In [1]:
import pandas as pd
import numpy as np
from sklearn import preprocessing
import matplotlib.pyplot as plt
plt.rc("font", size=14)
from sklearn.linear_model import LogisticRegression
from sklearn.model_selection import train_test_split
from sklearn.linear_model import LogisticRegression
from sklearn import metrics
import seaborn as sns
sns.set(style="white")
sns.set(style="whitegrid", color_codes=True)
from sklearn.impute import KNNImputer
from imblearn.over_sampling import SMOTE ##TODO: Insert to ENV.yml
from imblearn.under_sampling import RandomUnderSampler
import statsmodels.api as sm
import random
seed=42
random.seed(seed)
from xgboost import XGBClassifier
#Import Random Forest Model
from sklearn.ensemble import RandomForestClassifier

In [2]:
def lr_preprocess_sepsis(df, window_size=5, time_bm=-10):

    # columns for using
    frequency_used_attributes = ['BaseExcess',  'FiO2', 'pH', 'PaCO2', 'Glucose','Lactate', 'PTT']
    values_used_attributes = [ 'Hct', 'Glucose','Potassium']
    constant_attributes = ['ID','max_ICULOS', 'Gender']
    other_attributes = ['time_bm','HR','MAP','O2Sat', 'Resp','SBP', 'ICULOS']
    units_attributes = ['Unit1', 'Unit2']
    label_attributes= ['Label','SepsisLabel']

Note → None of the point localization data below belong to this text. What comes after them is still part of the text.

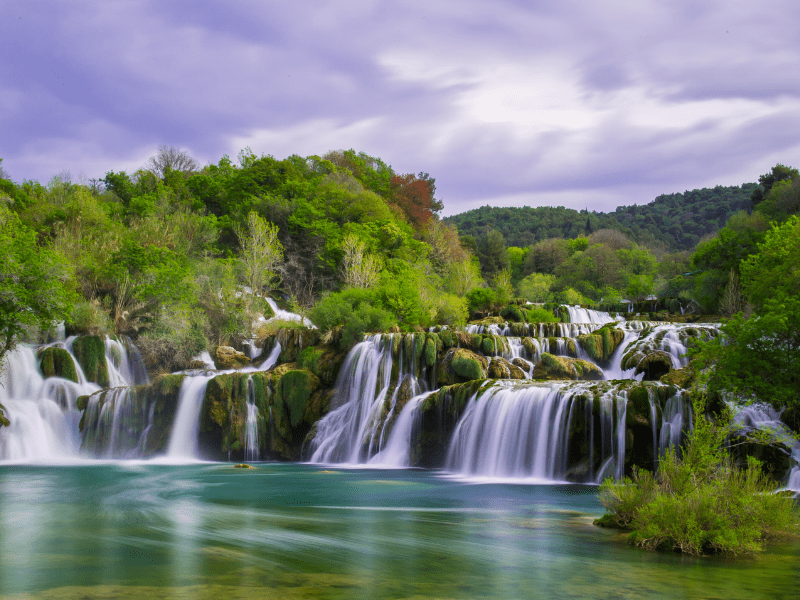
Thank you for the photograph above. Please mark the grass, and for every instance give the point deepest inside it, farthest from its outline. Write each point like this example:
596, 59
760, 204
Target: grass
702, 502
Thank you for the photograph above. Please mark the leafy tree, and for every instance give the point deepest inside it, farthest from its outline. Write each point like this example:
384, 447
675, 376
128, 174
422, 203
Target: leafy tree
361, 269
492, 254
778, 173
262, 251
414, 195
170, 158
774, 269
34, 291
536, 287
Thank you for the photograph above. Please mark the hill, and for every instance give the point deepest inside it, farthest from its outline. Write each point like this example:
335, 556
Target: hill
673, 221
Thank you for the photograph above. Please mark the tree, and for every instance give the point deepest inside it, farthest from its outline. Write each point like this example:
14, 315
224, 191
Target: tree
170, 158
492, 254
261, 251
360, 269
778, 173
33, 283
413, 194
775, 267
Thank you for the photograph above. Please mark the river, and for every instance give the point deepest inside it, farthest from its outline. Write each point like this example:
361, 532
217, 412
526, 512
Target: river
284, 530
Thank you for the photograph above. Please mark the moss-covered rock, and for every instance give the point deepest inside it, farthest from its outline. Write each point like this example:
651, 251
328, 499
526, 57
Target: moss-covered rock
654, 365
226, 358
461, 364
151, 409
323, 361
57, 362
500, 368
680, 378
601, 343
90, 352
562, 367
292, 392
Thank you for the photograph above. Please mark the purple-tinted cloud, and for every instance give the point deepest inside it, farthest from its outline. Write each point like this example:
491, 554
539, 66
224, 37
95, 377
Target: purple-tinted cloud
512, 102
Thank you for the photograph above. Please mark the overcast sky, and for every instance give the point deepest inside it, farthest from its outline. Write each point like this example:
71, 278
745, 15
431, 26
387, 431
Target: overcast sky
585, 104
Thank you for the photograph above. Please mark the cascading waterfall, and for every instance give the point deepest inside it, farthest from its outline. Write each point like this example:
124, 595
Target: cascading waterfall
43, 411
184, 439
361, 387
251, 447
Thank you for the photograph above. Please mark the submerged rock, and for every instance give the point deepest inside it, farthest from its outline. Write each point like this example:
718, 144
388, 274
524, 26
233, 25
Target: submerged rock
226, 358
57, 362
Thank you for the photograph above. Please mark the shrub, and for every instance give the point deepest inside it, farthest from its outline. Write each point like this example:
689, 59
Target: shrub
88, 318
701, 502
540, 315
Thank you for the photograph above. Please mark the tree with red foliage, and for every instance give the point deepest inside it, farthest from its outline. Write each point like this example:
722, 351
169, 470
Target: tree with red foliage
413, 194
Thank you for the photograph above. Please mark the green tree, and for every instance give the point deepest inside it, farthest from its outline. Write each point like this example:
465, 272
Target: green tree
34, 291
261, 251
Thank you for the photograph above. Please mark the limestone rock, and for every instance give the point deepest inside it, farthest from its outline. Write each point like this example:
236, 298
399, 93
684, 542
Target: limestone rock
90, 351
57, 362
226, 358
500, 368
654, 365
461, 364
562, 367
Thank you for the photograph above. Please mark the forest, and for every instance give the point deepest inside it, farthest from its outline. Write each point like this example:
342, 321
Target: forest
182, 259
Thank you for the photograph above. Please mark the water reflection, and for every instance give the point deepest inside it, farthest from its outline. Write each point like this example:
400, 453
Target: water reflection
294, 531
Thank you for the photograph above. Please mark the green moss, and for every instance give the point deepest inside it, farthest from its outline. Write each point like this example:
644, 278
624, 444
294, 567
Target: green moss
430, 351
90, 351
468, 365
293, 391
57, 362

    # create frequency columns for some lab variables
    def add_rolling_window(df, attr, window_size):
        df = df.sort_values(by=['ID','ICULOS'], ascending =[True,True])
        rolling = df[['ID']+attr].groupby('ID').rolling(window=window_size, closed='both').count()
        rolling= rolling.rename(columns={at: f'{window_size}w_sum_{at}' for at in attr})
        rolling=rolling[list(rolling.columns)[1:]].reset_index().set_index('level_1')
        combined = df.join(rolling,how='left', rsuffix= 'r')
        return combined, rolling
    df_with_roll, df_roll = add_rolling_window(df,frequency_used_attributes,window_size)
    frequency_used_attributes_fixed = [f'{window_size}w_sum_{x}' for x in frequency_used_attributes]
    # df_with_roll = df_with_roll[constant_attributes + other_attributes + \
    #                                     values_used_attributes + frequency_used_attributes_fixed + \
    #                                     units_attributes + label_attributes]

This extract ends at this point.